Experimental program
Comparison scheme
Effect test

examples

Materials

[0128]n-Butylcyanoacrylate (BCA, Indermilo, Henkel Loctide) was used as received. Hydrochloric acid (0.1 mol·l−1), sodium hydroxide solution (0.1 mol·l−1), tris-base (tris-(hydroxymethyl)-aminomethane), ammonia-solution (25%), sodium dodecyl sulfate (SDS) and all amino acids (6-aminohexanoic acid, arginine (Arg), aspartic acid (Asp), glutamic acid (Glu), cysteine (Cys), glycine (Gly), lysine (Lys)) were purchased from Merck, except phenylalanine (Phe) which was purchased from Aldrich. Tween 20 was purchased from Sigma-Aldrich. Lutensol AT50, a poly(ethyleneoxide)-hexadecyl ether with an BO block length of about 50 units, was received as a gift from BASF AG. All chemicals were used as received.

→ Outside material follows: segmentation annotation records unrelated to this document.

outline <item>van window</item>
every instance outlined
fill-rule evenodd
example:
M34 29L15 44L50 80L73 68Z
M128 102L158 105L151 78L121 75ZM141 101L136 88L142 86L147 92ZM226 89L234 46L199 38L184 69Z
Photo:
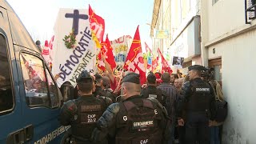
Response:
M50 94L50 101L51 101L51 106L56 107L58 106L58 89L57 86L54 84L52 77L50 76L48 70L46 70L47 74L47 80L48 80L48 86Z
M0 114L6 114L14 107L14 96L8 60L6 41L0 34Z
M21 54L20 59L27 104L30 106L58 106L57 86L47 69L46 75L42 59L25 53Z
M21 65L26 91L30 106L50 106L46 78L42 61L29 54L21 54Z

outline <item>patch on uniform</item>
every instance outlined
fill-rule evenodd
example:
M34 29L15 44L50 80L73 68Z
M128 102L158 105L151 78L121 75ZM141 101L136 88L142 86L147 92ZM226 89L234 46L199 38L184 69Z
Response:
M210 92L210 88L208 87L197 87L195 88L196 92Z
M132 129L138 131L147 131L150 130L151 127L154 127L154 122L152 120L133 122L132 124Z
M149 98L158 98L158 96L156 95L156 94L149 94Z
M132 143L146 144L150 143L148 138L135 138L132 140Z
M101 114L98 113L90 114L81 114L81 123L96 123L99 119Z
M101 110L101 105L81 106L81 112L99 111Z

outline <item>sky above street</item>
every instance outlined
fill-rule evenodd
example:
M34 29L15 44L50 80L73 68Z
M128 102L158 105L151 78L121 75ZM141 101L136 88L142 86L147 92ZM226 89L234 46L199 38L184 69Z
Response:
M150 37L154 0L7 0L34 39L49 40L60 8L88 9L105 19L110 40L134 37L138 25L142 48L151 46Z

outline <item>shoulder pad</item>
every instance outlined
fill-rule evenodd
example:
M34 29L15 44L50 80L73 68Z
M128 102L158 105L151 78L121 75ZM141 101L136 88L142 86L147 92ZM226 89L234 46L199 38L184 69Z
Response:
M111 98L108 98L108 97L105 97L105 102L106 106L110 106L113 103Z
M169 118L169 116L168 116L168 113L167 113L167 110L165 108L165 106L163 106L157 99L155 98L148 98L146 99L149 99L153 103L156 104L158 106L158 108L160 108L162 110L162 113L164 114L164 116L166 118Z
M186 82L183 84L183 86L186 86L186 87L190 86L190 82Z
M113 103L111 104L107 109L108 111L113 113L113 114L118 114L120 110L120 106L119 103Z
M74 99L69 100L65 102L63 107L66 107L66 110L71 113L74 113L78 110L78 107Z
M99 96L98 98L102 99L107 106L113 103L112 100L108 97Z
M156 104L158 107L162 109L163 106L157 99L153 98L147 98L146 99L150 100L154 104Z
M191 86L191 84L190 82L186 82L183 84L182 90L187 90L188 89L190 89L190 87Z

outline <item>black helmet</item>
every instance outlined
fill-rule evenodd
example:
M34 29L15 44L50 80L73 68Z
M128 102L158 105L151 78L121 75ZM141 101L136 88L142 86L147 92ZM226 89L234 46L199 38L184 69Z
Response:
M84 80L91 80L93 81L93 78L90 76L90 72L87 70L84 70L82 71L82 73L79 74L78 78L77 78L77 82L82 82Z

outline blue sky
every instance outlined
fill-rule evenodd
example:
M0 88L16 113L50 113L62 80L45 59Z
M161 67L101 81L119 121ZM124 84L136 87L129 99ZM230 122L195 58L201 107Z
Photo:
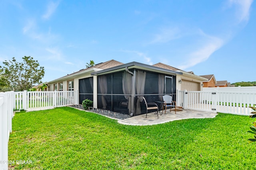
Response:
M253 0L0 0L0 65L30 56L43 82L111 59L256 81Z

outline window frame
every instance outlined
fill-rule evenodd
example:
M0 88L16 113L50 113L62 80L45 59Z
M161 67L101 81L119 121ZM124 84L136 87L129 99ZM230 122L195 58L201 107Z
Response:
M72 87L72 82L73 82L73 87ZM71 82L71 88L69 88L69 83L70 82ZM68 91L74 91L74 79L73 80L68 80L67 81L67 88L68 89Z

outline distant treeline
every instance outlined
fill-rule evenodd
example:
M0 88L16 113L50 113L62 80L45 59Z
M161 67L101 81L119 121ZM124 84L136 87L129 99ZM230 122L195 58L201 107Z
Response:
M231 84L234 85L236 87L238 87L239 86L256 86L256 81L251 82L237 82L236 83L232 83Z

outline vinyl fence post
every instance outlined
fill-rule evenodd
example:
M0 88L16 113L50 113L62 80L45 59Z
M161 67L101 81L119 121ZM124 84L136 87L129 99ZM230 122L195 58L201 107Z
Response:
M54 90L53 94L53 107L57 107L57 90Z
M0 107L0 161L7 161L8 160L8 94L0 93L0 98L3 98L3 103ZM0 169L8 170L7 162L0 164Z
M76 90L75 104L77 105L79 104L78 101L79 100L79 91L78 90Z
M183 106L184 107L184 109L187 109L188 108L188 92L187 92L186 90L184 90L184 96L183 97L183 104L184 106Z
M28 96L28 92L27 90L24 90L24 92L22 92L22 108L24 109L25 110L27 110L28 108L28 102L29 101L29 99L27 96Z

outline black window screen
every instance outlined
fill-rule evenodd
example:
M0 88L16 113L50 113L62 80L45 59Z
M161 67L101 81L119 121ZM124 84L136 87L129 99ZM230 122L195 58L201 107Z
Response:
M147 72L145 80L145 94L158 93L158 74Z

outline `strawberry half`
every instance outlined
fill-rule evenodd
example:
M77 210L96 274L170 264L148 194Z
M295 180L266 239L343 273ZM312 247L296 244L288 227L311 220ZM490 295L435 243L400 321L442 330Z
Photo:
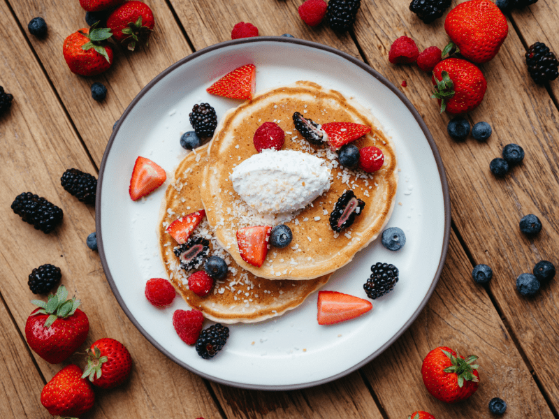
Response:
M228 73L206 89L210 94L231 99L252 99L256 81L256 68L247 64Z
M149 159L138 157L130 179L130 198L136 200L145 196L161 186L166 179L167 174L159 166Z
M319 291L318 315L319 325L332 325L358 317L372 309L370 301L338 293Z
M370 132L371 127L353 122L328 122L322 125L322 129L328 135L330 148L336 151L342 145Z
M245 227L237 230L237 244L240 257L247 263L260 267L268 253L270 226Z
M186 243L190 233L198 227L200 221L205 216L205 211L201 210L175 220L165 230L179 244Z

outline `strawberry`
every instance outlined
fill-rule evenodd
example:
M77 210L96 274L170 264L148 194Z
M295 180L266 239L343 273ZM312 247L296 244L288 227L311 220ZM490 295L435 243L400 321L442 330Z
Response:
M427 354L421 365L421 376L427 391L447 403L467 399L479 384L479 366L472 364L477 357L464 359L447 346L439 346Z
M138 0L126 1L107 18L107 27L112 31L112 38L131 51L136 45L149 45L154 26L152 9Z
M487 89L479 68L460 58L447 58L437 64L431 81L435 86L431 97L439 100L441 112L454 115L477 108Z
M161 186L167 179L167 174L157 164L146 159L136 159L129 193L132 200L140 199Z
M328 135L330 148L335 152L370 132L371 127L353 122L328 122L322 125L322 129Z
M39 307L27 318L25 338L37 355L51 364L58 364L72 355L85 341L89 321L78 309L75 297L66 300L68 291L61 285L48 301L33 300Z
M372 309L370 301L338 293L319 291L318 315L319 325L332 325L351 320Z
M237 230L237 244L243 260L253 266L262 266L268 253L271 230L269 226L245 227Z
M252 98L256 82L256 68L247 64L228 73L206 89L210 94L231 99Z
M203 323L202 312L197 310L175 310L173 314L173 326L179 337L187 345L196 343Z
M481 64L497 55L509 33L509 25L495 3L470 0L447 15L444 30L452 43L444 48L443 55L456 45L465 58Z
M168 233L177 243L182 244L187 242L190 233L198 227L204 216L205 211L203 210L191 212L173 221L165 231Z
M112 388L122 384L132 369L132 357L117 340L103 337L93 342L87 350L87 366L82 378L101 388Z
M41 392L41 403L56 418L81 416L93 407L94 402L91 385L73 364L59 371Z

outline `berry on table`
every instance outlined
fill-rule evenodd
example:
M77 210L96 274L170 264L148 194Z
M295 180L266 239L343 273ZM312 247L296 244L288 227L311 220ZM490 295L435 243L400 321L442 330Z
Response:
M34 17L27 24L29 34L37 38L43 38L47 34L47 22L43 17Z
M535 295L539 286L539 281L532 274L521 274L516 278L516 289L525 297Z
M400 250L406 244L406 235L401 228L390 227L382 232L381 242L389 250Z
M485 141L491 136L491 126L487 122L478 122L472 128L472 136L478 141Z
M46 294L60 281L62 274L60 268L50 263L34 268L27 281L27 285L34 294Z
M520 230L524 234L533 235L542 230L542 222L533 214L525 215L520 220Z

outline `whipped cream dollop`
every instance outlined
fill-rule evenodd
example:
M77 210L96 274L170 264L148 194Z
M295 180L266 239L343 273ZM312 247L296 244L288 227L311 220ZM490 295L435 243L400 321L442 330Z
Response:
M233 188L249 206L272 214L301 210L330 189L322 159L295 150L265 149L233 169Z

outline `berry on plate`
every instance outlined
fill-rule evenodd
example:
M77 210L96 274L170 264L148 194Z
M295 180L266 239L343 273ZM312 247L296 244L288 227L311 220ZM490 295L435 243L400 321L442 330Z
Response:
M167 179L165 170L149 159L139 156L136 160L130 179L129 193L132 200L151 193Z
M250 100L254 94L256 82L256 68L254 64L247 64L224 75L206 89L206 91L231 99Z
M317 308L319 324L333 325L358 317L370 311L372 304L363 298L337 291L319 291Z

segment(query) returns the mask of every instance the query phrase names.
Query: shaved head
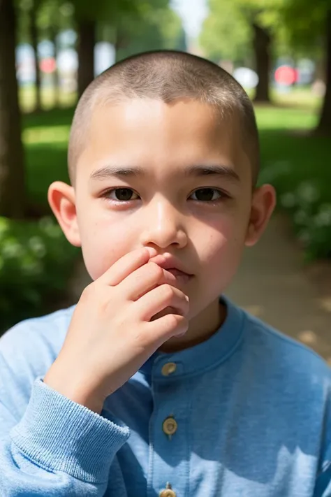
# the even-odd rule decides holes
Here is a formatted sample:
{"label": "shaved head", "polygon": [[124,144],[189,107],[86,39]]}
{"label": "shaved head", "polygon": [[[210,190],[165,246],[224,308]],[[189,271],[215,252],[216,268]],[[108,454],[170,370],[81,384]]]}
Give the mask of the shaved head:
{"label": "shaved head", "polygon": [[224,69],[201,57],[161,50],[133,55],[98,75],[77,106],[70,134],[68,164],[75,182],[78,160],[88,141],[91,116],[100,106],[119,105],[133,99],[172,103],[191,99],[213,107],[229,122],[249,159],[253,185],[258,175],[258,134],[252,103],[240,85]]}

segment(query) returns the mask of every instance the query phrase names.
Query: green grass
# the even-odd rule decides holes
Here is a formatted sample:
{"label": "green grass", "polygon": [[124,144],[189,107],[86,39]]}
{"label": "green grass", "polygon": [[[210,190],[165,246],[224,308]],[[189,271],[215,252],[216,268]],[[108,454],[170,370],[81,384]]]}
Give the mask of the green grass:
{"label": "green grass", "polygon": [[[283,95],[279,99],[284,98],[288,101],[290,96]],[[290,107],[290,103],[285,104],[282,101],[284,106],[256,107],[261,142],[261,180],[267,180],[272,170],[272,176],[280,194],[295,189],[302,181],[314,180],[320,185],[323,199],[330,202],[329,140],[304,134],[317,122],[319,101],[307,98],[304,108]],[[66,150],[73,113],[73,108],[66,108],[23,116],[27,186],[34,203],[47,206],[50,183],[55,180],[68,180]],[[286,174],[281,173],[284,164],[288,170]],[[278,175],[279,164],[282,165]]]}
{"label": "green grass", "polygon": [[23,116],[28,194],[45,212],[50,183],[68,182],[66,153],[73,113],[73,108],[65,108]]}

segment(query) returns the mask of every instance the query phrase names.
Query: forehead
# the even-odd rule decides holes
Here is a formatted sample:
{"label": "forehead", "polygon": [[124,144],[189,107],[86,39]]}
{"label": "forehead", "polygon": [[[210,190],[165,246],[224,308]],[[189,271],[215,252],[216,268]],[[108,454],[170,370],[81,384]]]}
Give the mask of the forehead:
{"label": "forehead", "polygon": [[191,99],[172,103],[136,99],[94,109],[80,171],[91,173],[109,161],[177,174],[187,166],[219,163],[245,174],[247,157],[234,117],[220,118],[209,105]]}

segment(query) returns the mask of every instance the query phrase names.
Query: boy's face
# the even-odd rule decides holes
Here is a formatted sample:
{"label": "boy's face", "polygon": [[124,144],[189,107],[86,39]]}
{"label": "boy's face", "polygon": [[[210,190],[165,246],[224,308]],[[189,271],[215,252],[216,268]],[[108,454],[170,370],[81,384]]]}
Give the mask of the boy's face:
{"label": "boy's face", "polygon": [[136,99],[94,110],[74,189],[57,182],[49,199],[93,280],[140,247],[174,256],[192,275],[177,283],[192,319],[215,305],[271,215],[272,188],[253,192],[251,178],[235,123],[196,101]]}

Synthesis of Nanoparticles

[0129]Standard Procedure for the Preparation of a n-butylcyanoacrylate Miniemulsion and Subsequent Initiation of the Polymerization

[0130]A solution of 0.3 g of SDS in 12.0 g of hydrochloric acid (0.1 mol·l−1) was added just prior to ultrasonication to a soluti...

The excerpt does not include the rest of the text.